U.S. Congressman Bart Stupak (D-MI) continued his commitment to protecting the Great Lakes with an amendment to H.R. 3534, the Consolidated Land, Energy and Aquatic Resources (CLEAR) Act, that reaffirms the permanent ban on oil and gas drilling in the Great Lakes.
"This week's oil spill near Marshall, Michigan serves as a terrible reminder that oil spills are not limited to the Gulf of Mexico," Stupak said. "It also reaffirms the importance of the permanent ban on drilling for oil and natural gas in the Great Lakes. My amendment makes clear that when it comes to oil and gas drilling in the Great Lakes region, all activities must comply with the will of the people in the Great Lakes region and federal law, which prohibits oil and gas drilling in our Great Lakes."

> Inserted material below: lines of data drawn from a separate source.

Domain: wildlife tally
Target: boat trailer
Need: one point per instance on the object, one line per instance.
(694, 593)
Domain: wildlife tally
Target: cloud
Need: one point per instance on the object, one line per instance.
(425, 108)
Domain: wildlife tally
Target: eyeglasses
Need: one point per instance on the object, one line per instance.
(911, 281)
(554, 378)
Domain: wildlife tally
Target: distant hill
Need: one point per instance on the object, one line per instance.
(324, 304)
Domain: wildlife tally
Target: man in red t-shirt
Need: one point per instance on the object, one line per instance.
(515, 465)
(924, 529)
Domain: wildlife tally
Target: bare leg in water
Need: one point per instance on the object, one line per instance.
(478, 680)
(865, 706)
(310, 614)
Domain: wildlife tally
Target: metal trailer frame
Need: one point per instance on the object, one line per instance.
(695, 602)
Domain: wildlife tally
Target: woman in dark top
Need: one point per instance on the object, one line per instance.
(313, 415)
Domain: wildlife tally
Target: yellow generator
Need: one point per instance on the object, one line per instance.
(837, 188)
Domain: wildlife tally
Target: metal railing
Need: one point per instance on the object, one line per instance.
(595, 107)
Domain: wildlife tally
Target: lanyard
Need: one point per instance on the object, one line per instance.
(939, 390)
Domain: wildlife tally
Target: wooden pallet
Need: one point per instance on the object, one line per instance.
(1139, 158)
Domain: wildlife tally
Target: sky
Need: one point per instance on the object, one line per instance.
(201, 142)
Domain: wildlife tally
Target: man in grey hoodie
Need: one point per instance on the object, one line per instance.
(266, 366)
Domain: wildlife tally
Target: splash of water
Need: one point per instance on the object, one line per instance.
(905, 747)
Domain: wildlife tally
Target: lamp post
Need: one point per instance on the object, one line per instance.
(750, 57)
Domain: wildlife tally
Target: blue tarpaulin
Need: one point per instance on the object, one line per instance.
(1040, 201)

In 2001, Congress adopted a temporary ban on oil and gas drilling in and under the Great Lakes. Congressman Stupak led the effort in 2005 to successfully make this ban permanent. Stupak's amendment to H.R. 3534, included in the manager's amendment of the CLEAR Act, is the latest effort to re-inforce this federal ban.

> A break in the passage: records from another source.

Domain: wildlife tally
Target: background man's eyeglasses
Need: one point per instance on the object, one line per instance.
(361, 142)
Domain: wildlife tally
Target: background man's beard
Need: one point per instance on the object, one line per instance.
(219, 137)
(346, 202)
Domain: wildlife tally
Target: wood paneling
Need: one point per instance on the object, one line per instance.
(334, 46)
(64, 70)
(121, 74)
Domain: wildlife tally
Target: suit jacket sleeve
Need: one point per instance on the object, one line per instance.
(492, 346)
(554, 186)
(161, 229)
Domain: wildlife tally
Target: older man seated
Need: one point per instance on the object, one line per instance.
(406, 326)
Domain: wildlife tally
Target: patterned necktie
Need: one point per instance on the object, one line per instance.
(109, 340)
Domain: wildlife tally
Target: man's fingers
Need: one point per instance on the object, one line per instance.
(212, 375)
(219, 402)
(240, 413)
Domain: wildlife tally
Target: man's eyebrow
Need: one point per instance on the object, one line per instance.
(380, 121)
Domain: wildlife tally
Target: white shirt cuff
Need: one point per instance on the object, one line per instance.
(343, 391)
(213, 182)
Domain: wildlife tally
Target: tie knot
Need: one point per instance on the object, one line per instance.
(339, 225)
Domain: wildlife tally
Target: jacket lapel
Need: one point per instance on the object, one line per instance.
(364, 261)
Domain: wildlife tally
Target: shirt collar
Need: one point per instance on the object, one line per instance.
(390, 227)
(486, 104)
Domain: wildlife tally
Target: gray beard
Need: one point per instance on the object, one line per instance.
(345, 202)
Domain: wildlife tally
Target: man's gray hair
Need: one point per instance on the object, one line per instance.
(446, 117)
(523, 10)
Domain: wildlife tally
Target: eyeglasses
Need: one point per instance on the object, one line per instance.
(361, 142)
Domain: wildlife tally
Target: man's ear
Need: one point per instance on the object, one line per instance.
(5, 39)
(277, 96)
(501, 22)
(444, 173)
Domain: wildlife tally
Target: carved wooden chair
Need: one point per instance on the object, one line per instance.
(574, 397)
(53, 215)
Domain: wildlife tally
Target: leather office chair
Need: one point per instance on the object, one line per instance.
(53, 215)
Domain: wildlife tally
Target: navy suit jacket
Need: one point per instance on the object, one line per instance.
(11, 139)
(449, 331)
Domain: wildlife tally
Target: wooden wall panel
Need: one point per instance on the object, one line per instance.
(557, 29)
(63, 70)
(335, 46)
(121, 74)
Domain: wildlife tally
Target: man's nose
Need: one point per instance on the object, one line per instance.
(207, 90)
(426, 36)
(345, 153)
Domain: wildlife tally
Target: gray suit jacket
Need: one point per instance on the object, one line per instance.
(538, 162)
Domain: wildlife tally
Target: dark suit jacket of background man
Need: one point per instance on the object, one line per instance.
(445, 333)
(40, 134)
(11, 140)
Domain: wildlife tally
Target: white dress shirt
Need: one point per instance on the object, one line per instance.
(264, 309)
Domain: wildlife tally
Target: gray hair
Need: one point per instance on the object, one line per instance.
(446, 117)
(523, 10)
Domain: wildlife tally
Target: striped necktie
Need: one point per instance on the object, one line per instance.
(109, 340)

The CLEAR Act would create a Great Lakes Regional Coordination Council to assess the water body's economic resources, including renewable and non-renewable energy sources, and present a strategic plan on utilizing those resources. Stupak's amendment ensures that this assessment and plan remain consistent with the ban on drilling in the Great Lakes by excluding non-renewable energy sources under the Great Lakes from consideration.
"More than 33 million Americans rely on the Great Lakes for drinking water, fishing, recreation, agriculture, industry and shipping," Stupak said. "This must be weighed against the fact that in the entire 25 years that directional drilling was permitted, the Great Lakes wells produced only enough natural gas to fuel the United States for nine hours and only enough crude oil to fuel the United States for a mere 35 minutes. There can be no debate that the risks of drilling in the Great Lakes far outweigh the minimal rewards."

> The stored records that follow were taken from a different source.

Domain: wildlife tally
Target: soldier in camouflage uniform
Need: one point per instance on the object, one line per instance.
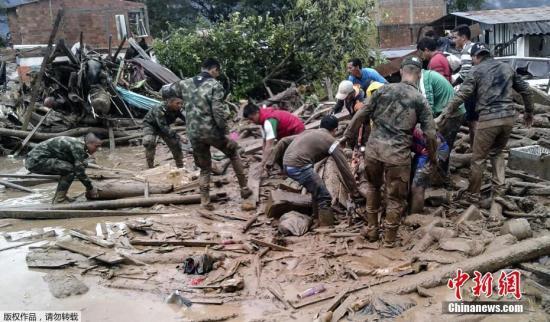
(64, 156)
(491, 82)
(157, 123)
(206, 116)
(394, 109)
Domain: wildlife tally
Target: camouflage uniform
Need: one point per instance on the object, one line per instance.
(157, 123)
(491, 83)
(206, 116)
(394, 109)
(64, 156)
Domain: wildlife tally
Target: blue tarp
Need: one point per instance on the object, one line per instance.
(137, 100)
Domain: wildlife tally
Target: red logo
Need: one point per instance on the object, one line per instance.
(508, 283)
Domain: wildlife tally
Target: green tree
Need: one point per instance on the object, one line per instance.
(311, 41)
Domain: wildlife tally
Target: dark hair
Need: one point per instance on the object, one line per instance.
(210, 63)
(427, 43)
(250, 109)
(356, 62)
(430, 34)
(463, 30)
(329, 122)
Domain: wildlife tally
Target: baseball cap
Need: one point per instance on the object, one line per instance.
(479, 48)
(412, 60)
(344, 89)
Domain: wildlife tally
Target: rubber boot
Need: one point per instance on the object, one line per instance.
(150, 158)
(204, 183)
(239, 172)
(61, 197)
(326, 217)
(390, 235)
(373, 207)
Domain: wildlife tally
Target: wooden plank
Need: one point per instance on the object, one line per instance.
(28, 138)
(37, 81)
(281, 202)
(270, 245)
(254, 182)
(29, 176)
(111, 139)
(187, 243)
(20, 213)
(251, 221)
(104, 255)
(15, 186)
(92, 239)
(258, 144)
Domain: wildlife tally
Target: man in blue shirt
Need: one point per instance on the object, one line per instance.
(363, 76)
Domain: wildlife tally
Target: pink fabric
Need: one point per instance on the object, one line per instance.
(440, 64)
(288, 124)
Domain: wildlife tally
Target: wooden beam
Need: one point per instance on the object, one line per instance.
(186, 243)
(270, 245)
(28, 138)
(104, 255)
(37, 81)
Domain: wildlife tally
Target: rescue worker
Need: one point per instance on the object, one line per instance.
(276, 124)
(363, 76)
(436, 59)
(461, 35)
(157, 123)
(491, 82)
(206, 115)
(64, 156)
(302, 151)
(394, 109)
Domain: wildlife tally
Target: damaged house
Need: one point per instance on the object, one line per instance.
(30, 21)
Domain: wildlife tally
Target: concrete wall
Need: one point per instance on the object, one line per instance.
(397, 18)
(32, 23)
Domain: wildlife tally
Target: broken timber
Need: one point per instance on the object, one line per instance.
(255, 147)
(270, 245)
(523, 251)
(100, 254)
(15, 186)
(129, 202)
(186, 243)
(20, 213)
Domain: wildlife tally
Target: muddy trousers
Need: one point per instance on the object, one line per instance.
(64, 169)
(396, 179)
(150, 144)
(449, 132)
(309, 179)
(203, 159)
(489, 142)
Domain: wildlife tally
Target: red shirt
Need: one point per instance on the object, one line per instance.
(440, 64)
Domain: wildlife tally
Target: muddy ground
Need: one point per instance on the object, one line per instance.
(127, 292)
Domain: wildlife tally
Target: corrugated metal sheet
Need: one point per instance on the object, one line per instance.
(16, 3)
(518, 15)
(530, 28)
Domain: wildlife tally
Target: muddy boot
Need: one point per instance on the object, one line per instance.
(370, 231)
(150, 158)
(390, 235)
(61, 197)
(326, 217)
(239, 172)
(204, 183)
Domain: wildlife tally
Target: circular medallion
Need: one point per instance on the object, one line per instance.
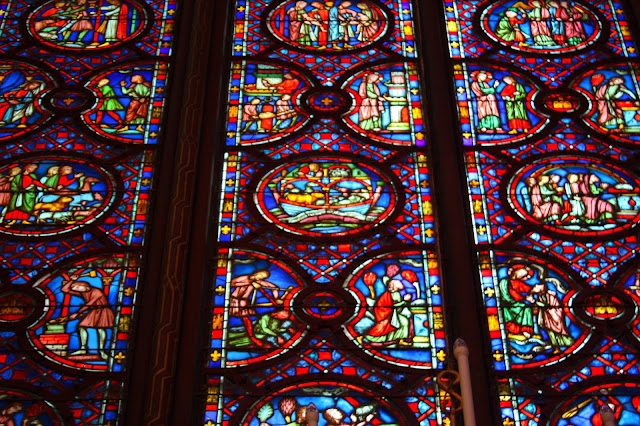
(561, 102)
(84, 25)
(528, 304)
(398, 304)
(15, 307)
(69, 100)
(326, 101)
(22, 87)
(19, 407)
(45, 196)
(613, 93)
(328, 26)
(550, 27)
(576, 196)
(326, 196)
(125, 109)
(265, 103)
(604, 307)
(86, 319)
(386, 104)
(334, 402)
(259, 323)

In response to the Deepwater Horizon explosion and oil spill in the Gulf of Mexico, the CLEAR Act imposes new drilling safety standards, reforms the federal agency responsible for issuing oil and gas leases and regulating the companies that drill on our federal lands, increases liability limits for oil companies responsible for spills and strengthens federal oil spill response programs. Stupak also worked with his colleagues to ensure that the bill contains a provision to prevent bad actors, or egregious violators of federal environmental and safety laws, from obtaining new leases to drill in federal waters or on federal lands.
The CLEAR Act now awaits consideration in the U.S. Senate.
Stupak serves as co-chairman of the Congressional Water Caucus, which works to promote a dialogue about water issues and provide timely, scientific information about water resources and water use, and also serves as co-chairman of the Democratic Working Group on water issues. In addition to the federal ban on drilling in and under the Great Lakes, Stupak has written and supported legislation to reverse damage caused by invasive species, including Asian carp, prevent partially treated human waste from being dumped into the Great Lakes and stop the proposed diversion of Great Lakes water to China.
Michigan's First Congressional District has 1,613 miles of shoreline, more than any other congressional district in the continental United States. It is also the only congressional district in the nation to border three of the five Great Lakes.